Hydrogen peroxide (H 2O 2) increases protein tyrosine phosphorylation of numerous proteins in human gingival fibroblasts (HGFs). Two main proteins, with an apparent molecular weight of 44 and 42 kDa, were phosphorylated after hydrogen peroxide stimulation of the human gingival fibroblasts. Further analysis identified these two proteins as ERK1/2. Maximum phosphorylation was detected at 10 min post-H 2O 2 treatment. Pretreatment with an MEK inhibitor, PD98059, inhibited H 2O 2-stimulated ERK1/2 phosphorylation in a dose-dependent manner. Treatment with H 2O 2 also induced phosphorylation of protein kinase C-α (PKCα).
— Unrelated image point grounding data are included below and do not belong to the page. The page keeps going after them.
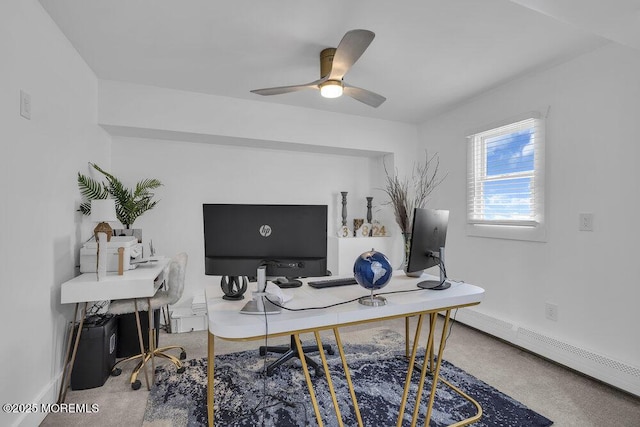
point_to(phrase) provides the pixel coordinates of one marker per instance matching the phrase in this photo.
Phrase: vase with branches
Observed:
(410, 192)
(130, 203)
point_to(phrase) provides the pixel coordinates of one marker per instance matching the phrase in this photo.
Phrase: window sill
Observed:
(532, 234)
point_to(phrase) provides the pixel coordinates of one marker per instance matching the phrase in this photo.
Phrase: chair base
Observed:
(146, 357)
(290, 352)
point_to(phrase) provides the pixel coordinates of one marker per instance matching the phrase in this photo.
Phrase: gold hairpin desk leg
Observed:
(347, 376)
(210, 373)
(305, 369)
(141, 341)
(412, 359)
(68, 364)
(327, 375)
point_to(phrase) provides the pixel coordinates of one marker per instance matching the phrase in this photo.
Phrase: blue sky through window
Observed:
(510, 153)
(507, 197)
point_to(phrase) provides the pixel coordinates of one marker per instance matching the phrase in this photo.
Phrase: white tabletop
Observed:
(137, 283)
(226, 321)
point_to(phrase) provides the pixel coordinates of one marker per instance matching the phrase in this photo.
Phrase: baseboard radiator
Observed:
(603, 368)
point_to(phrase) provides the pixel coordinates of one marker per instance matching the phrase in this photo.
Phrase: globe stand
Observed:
(373, 300)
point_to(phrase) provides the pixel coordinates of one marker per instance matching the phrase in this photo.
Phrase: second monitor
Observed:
(428, 235)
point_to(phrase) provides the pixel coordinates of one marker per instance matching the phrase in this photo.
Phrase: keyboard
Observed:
(329, 283)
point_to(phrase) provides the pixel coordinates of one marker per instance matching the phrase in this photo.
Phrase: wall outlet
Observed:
(586, 222)
(25, 105)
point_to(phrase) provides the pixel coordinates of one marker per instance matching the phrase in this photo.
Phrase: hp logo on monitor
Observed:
(265, 230)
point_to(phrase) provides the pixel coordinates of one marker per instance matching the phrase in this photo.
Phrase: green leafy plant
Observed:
(130, 203)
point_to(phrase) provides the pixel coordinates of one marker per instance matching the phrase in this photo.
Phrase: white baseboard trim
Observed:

Staurosporine, a PKC inhibitor, blocked ERK1/2 phosphorylation induced by H 2O 2. In addition, H 2O 2-induced cell death was prevented by PD98059, SB203580, and calphostin C, which are MEK, p38 and PKC inhibitors, respectively. These results suggest that H 2O 2 leads to the phosphorylation and activation of ERK1/2 in a PKC-dependent manner. These findings demonstrate that the MAPK signaling pathway plays an active role in mediating the H 2O 2-induced decrease in HGF cell viability and ATP depletion.